* [PATCH] cxl: Update process element after allocating interrupts
@ 2016-05-23 16:14 Ian Munsie
2016-05-24 11:25 ` Frederic Barrat
2016-06-21 0:40 ` Michael Ellerman
0 siblings, 2 replies; 3+ messages in thread
From: Ian Munsie @ 2016-05-23 16:14 UTC (permalink / raw)
To: Michael Ellerman, mikey, linuxppc-dev, Frederic Barrat,
Huy Nguyen
Cc: Ian Munsie
From: Ian Munsie <imunsie@au1.ibm.com>
In the kernel API, it is possible to attempt to allocate AFU interrupts
after already starting a context. Since the process element structure
used by the hardware is only filled out at the time the context is
started, it will not be updated with the interrupt numbers that have
just been allocated and therefore AFU interrupts will not work unless
they were allocated prior to starting the context.
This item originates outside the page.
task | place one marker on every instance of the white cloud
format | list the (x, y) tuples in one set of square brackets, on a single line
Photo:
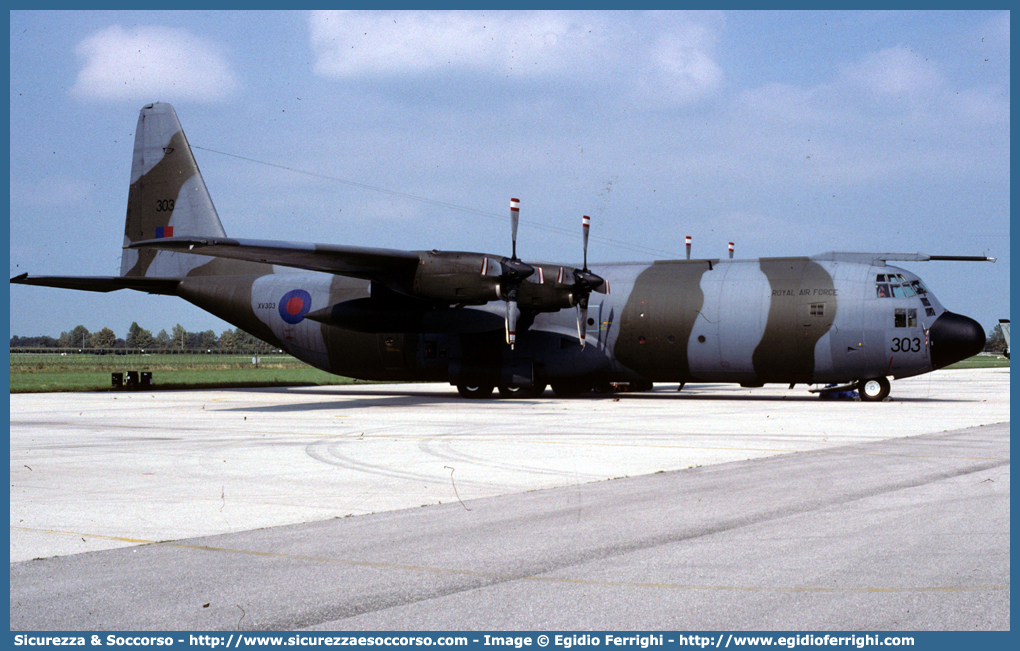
[(576, 49), (152, 62), (898, 72)]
This can present some difficulties as each CAPI enabled PCI device in
the kernel API has a default context, which may need to be started very
early to enable translations, potentially before interrupts can easily
be set up.
This patch makes the API more flexible to allow interrupts to be
allocated after a context has already been started and takes care of
updating the PE structure used by the hardware and notifying it to
discard any cached copy it may have.
The update is currently performed via a terminate/remove/add sequence.
This is necessary on some hardware such as the XSL that does not
properly support the update LLCMD.
Note that this is only supported on powernv at present - attempting to
perform this ordering on PowerVM will raise a warning.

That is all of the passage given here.